- League: Midwest Basketball Conference
- Head coach: Bill Hosket Sr. (player-coach)
- Owner(s): Dayton Metropolitan Clothing Stores
- Arena: Montgomery County Fairgrounds Coliseum

Results
- Record: 4–6 (.400)
- Place: Division: 4th (Eastern)
- Playoff finish: Did not qualify

= 1935–36 Dayton Metropolitans season =

MBC professional basketball team season

The 1935–36 Dayton Metropolitans season was the inaugural season of play for the Dayton Metropolitans in the inaugural season of existence for the Midwest Basketball Conference (MBC), which would exist for one more season after this one before it rebranded itself into the United States' National Basketball League (NBL) by the 1937–38 season. Under the combined work of Akron Firestone Non-Skids head coach Paul Sheeks and Indianapolis Kautskys owner and head coach Frank Kautsky, the two individuals would create the Midwest Basketball Conference as a sort of spiritual successor to the National Professional Basketball League that the two teams had played under, but with a whole new bunch of teams joining in this league to replace the original teams that were first in that version of the NPBL (many of which were no longer existing at the time), including a Canadian team and the Dayton Metropolitans.
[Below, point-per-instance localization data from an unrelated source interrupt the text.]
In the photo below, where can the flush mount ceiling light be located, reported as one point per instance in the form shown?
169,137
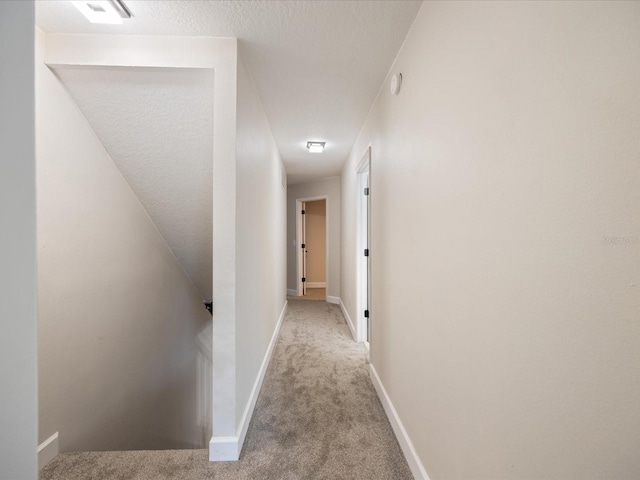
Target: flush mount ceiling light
315,147
103,11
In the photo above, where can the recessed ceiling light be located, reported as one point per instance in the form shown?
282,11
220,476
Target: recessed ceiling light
103,11
315,147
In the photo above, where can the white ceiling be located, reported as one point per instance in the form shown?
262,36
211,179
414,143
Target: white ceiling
317,65
157,126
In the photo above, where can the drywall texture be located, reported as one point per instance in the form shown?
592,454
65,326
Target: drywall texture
316,241
290,50
18,339
260,237
505,197
331,188
118,317
157,126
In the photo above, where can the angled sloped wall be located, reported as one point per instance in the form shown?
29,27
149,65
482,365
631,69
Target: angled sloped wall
118,318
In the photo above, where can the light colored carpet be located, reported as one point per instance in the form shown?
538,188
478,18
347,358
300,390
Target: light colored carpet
317,417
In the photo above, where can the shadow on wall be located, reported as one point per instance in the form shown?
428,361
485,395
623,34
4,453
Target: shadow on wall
204,341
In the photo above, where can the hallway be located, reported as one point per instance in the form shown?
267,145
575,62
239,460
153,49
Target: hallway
317,416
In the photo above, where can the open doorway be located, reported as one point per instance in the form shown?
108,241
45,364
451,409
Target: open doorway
312,255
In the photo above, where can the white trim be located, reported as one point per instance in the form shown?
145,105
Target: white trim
222,449
48,450
348,319
363,241
334,300
408,449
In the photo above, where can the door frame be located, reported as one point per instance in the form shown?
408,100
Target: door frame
363,290
299,202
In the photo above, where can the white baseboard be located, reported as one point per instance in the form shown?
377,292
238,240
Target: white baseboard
48,450
223,449
348,319
334,300
408,449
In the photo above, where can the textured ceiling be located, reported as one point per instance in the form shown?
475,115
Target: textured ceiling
317,65
157,125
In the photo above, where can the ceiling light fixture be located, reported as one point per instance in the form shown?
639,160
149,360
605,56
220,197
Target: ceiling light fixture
315,147
103,11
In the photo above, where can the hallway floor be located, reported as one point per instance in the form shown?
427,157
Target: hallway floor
317,417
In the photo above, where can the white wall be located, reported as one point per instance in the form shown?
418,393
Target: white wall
118,317
18,341
260,239
331,188
505,190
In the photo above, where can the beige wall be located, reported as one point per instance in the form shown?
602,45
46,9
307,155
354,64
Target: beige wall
260,239
505,239
316,241
18,339
331,188
118,317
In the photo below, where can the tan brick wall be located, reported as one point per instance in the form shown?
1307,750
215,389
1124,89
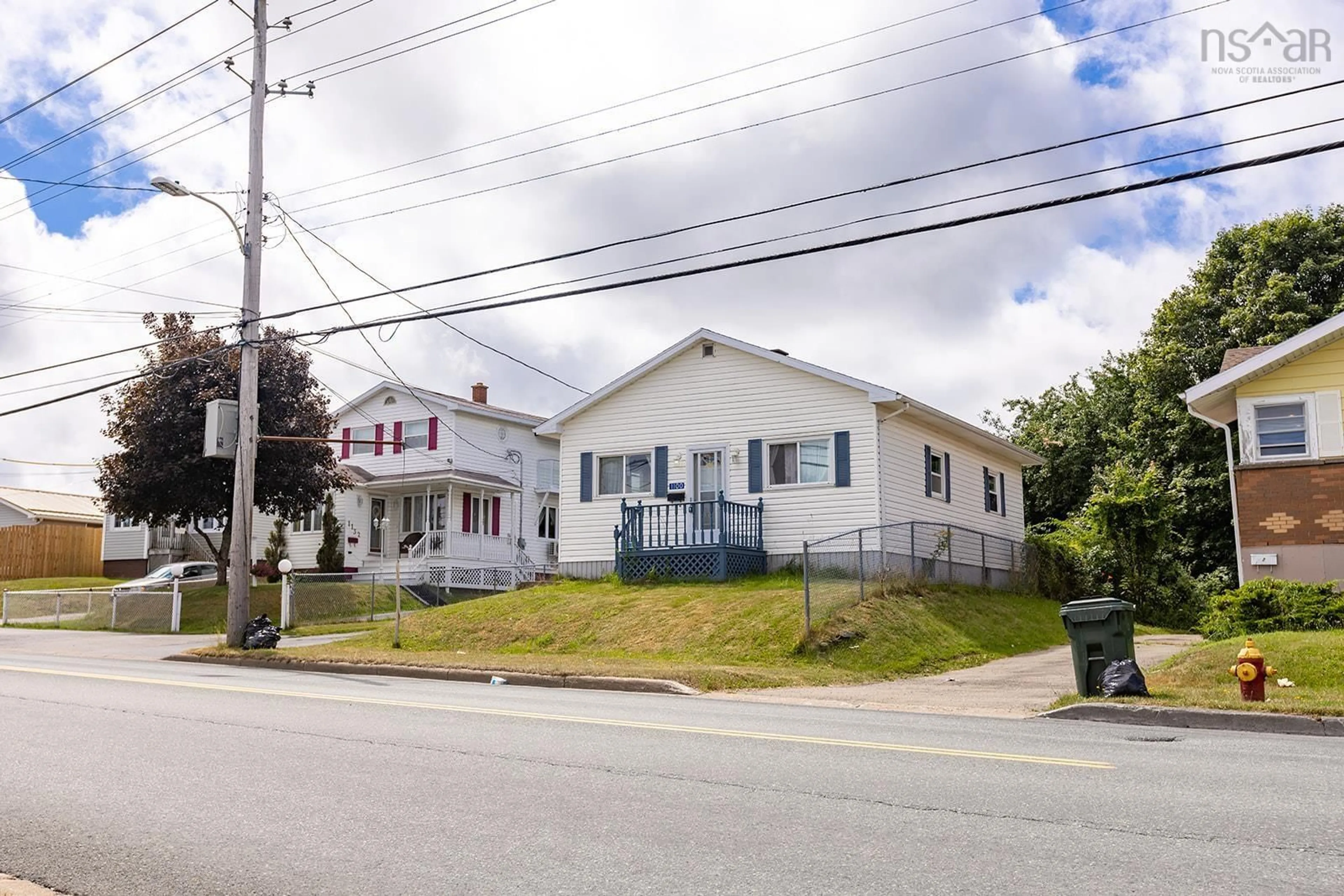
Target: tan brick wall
1297,504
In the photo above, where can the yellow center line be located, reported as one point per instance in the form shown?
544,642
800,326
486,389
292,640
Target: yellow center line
584,720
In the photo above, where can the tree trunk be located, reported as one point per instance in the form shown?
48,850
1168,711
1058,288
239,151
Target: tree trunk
221,552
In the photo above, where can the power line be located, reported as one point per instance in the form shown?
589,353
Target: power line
167,86
646,97
858,191
374,348
393,56
758,260
718,134
101,66
467,336
693,109
393,43
826,248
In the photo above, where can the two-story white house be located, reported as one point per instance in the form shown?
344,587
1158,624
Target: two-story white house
464,494
468,498
720,459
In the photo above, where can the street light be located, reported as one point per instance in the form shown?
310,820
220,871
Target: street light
174,189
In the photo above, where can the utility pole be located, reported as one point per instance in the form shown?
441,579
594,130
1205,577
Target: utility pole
245,460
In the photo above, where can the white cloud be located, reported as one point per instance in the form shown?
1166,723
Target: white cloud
929,315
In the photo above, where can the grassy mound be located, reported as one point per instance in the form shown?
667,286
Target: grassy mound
745,633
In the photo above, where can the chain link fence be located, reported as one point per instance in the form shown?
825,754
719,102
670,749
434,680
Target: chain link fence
113,611
845,569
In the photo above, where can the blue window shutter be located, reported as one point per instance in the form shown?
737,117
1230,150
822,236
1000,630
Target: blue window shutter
587,476
843,459
660,472
928,472
756,468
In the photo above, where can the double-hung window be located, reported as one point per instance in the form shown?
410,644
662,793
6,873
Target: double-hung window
1281,430
806,463
311,522
936,475
416,435
362,440
546,523
625,475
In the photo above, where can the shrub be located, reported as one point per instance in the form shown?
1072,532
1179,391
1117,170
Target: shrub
1273,605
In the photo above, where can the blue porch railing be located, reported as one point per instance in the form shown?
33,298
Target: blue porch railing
714,541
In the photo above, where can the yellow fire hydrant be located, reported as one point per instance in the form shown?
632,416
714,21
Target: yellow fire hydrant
1251,671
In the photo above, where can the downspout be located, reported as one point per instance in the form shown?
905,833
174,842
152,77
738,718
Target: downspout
1232,486
905,408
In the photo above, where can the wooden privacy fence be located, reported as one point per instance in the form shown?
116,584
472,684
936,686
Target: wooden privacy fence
45,551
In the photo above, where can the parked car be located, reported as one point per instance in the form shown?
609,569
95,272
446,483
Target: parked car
189,573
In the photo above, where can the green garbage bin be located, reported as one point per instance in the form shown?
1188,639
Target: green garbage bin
1101,632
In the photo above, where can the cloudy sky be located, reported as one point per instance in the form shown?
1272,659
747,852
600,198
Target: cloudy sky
411,166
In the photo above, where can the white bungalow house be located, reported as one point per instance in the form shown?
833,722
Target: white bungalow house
470,500
720,459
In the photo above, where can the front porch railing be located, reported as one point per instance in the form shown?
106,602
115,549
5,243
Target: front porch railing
720,523
714,541
470,546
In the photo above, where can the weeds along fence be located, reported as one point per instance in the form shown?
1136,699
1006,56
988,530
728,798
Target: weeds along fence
344,597
845,569
94,609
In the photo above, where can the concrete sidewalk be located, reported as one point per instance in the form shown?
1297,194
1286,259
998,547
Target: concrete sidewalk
1016,687
123,645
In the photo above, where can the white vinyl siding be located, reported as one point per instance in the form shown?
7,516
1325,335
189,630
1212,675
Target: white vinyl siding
904,440
723,401
124,543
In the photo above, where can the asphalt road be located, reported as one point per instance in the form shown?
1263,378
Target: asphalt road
135,777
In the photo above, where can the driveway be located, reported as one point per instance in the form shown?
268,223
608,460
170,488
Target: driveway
1016,687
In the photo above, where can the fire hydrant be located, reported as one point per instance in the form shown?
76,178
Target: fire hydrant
1251,671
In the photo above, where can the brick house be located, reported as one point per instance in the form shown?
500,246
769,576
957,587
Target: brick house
1288,475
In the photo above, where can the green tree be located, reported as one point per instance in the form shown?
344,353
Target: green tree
331,554
159,473
1257,285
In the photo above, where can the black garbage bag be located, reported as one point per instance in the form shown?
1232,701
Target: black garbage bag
1123,679
261,633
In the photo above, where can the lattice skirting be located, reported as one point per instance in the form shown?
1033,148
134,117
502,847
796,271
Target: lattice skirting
714,565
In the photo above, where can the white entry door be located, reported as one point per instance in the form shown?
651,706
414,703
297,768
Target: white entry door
707,481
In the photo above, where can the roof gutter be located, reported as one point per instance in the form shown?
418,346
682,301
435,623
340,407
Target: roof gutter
1232,486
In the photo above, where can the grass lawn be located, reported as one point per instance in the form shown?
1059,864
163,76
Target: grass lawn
50,585
736,635
1198,678
205,611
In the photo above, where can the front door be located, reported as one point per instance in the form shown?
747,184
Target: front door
377,511
706,486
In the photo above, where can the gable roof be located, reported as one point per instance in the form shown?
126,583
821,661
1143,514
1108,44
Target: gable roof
1217,397
877,394
53,506
449,402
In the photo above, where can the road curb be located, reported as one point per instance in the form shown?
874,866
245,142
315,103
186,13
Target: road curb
1272,723
478,676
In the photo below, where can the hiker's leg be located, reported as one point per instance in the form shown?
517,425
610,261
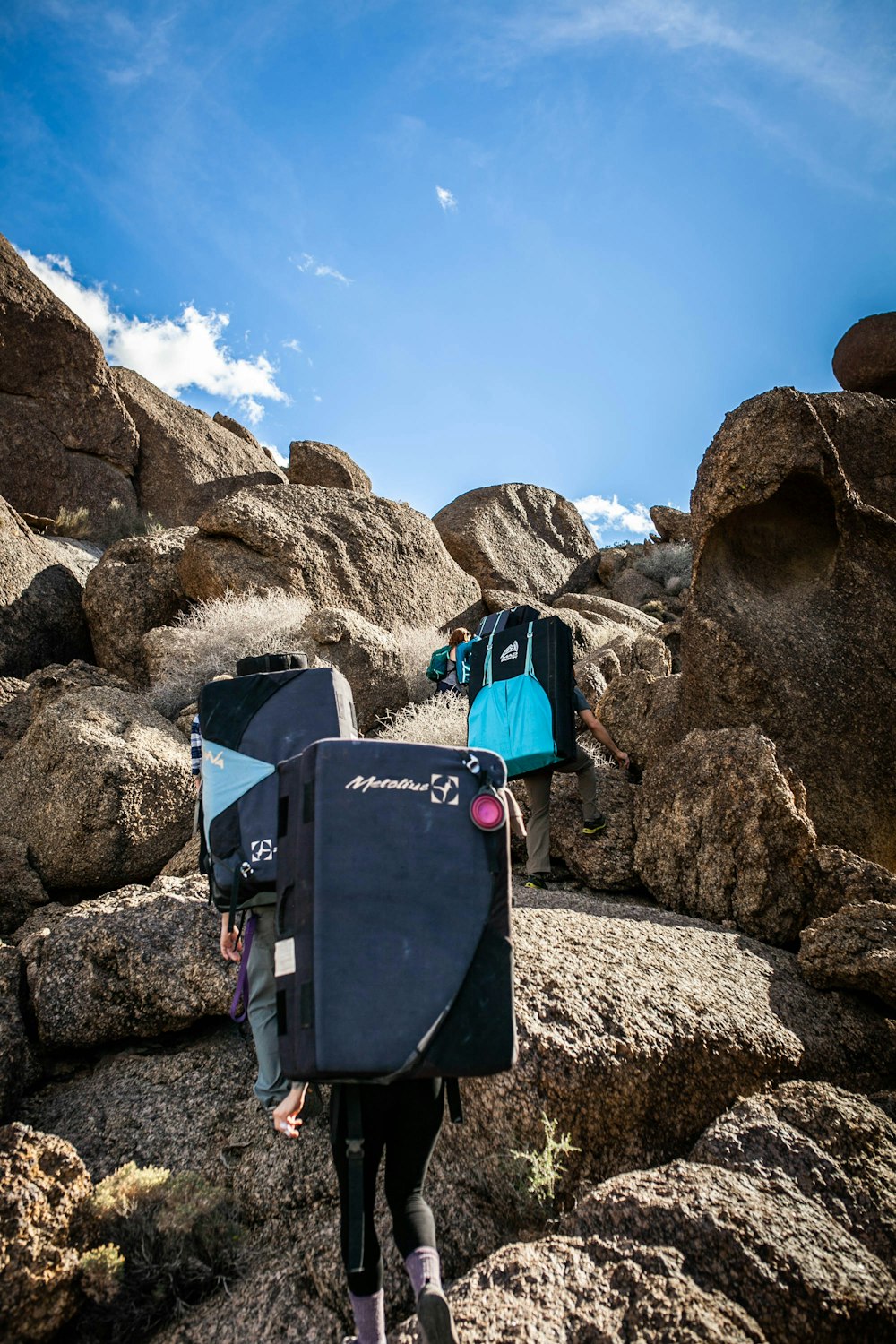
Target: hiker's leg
587,781
367,1279
538,836
414,1123
271,1085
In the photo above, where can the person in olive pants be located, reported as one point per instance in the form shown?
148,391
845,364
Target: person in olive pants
538,787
Because of the more loose structure in the MBC at the time, each division originally had four teams each before it later ended up adding a ninth team late into the season to have four teams in the Eastern Division (Dayton's division) and five teams in the Western Division with the late addition of the Chicago Duffy Florals. Unfortunately for Dayton, they would end up being the worst team in the Eastern Division, as they finished the season with a below-average 4–6 finish for last place in their division (though it wouldn't be the worst record in the league that season). Following this season's conclusion, the Dayton Metropolitans would be sold off from the Dayton Metropolitan Clothing Stores to the Miami Valley Brewing Company to be rebranded as the Dayton London Bobbys for the second and final MBC season of play before returning to the Dayton Metropolitans name in time for the 1937–38 National Basketball League season.

==Roster==
Due to information on Midwest Basketball Conference players being generally hard to find, there are bound to be more gaps and/or inaccuracies found in certain areas on the team's roster spots than usual.

| Player | Position |
|---|---|
| Bobby Colburn | G-F |
| Cookie Cunningham | F-C |
| Bill Hosket Sr. | C |
| Herbie Hutchisson | G |
| Buck Lamme | G |
| Bus McMillen | G-F |
| Gene Mechling | G |
| Max Padlow | G-F |
| Howard Stammler | G-F |
| Norm Wagner | C |
| Red Wilson | C-F |

==MBC Standings==
===Eastern Division===

| Pos. | Eastern Division | Wins | Losses | Win % |
|---|---|---|---|---|
| 1 | Akron Firestone Non-Skids | 11 | 7 | .611 |
| 2 | Pittsburgh Y.M.H.A. | 10 | 7 | .588 |
| 3 | Buffalo Bisons | 7 | 8 | .467 |
| 4 | Dayton Metropolitans | 4 | 6 | .400 |

===Western Division===

| Pos. | Western Division | Wins | Losses | Win % |
| 1 | Indianapolis Kautskys | 9 | 3 | .750 |
| 2 | Chicago Duffy Florals‡ | 3 | 2 | .600 |
| 3 | Detroit Hed-Aids‡ | 9 | 7 | .563 |
| 4 | Indianapolis U.S. Tires | 5 | 9 | .357 |
| 5 | Windsor Cooper Buses | 2 | 11 | .154 |
^{‡} Chicago would gain the final playoff spot over Detroit despite not meeting the required minimum of 12 games played.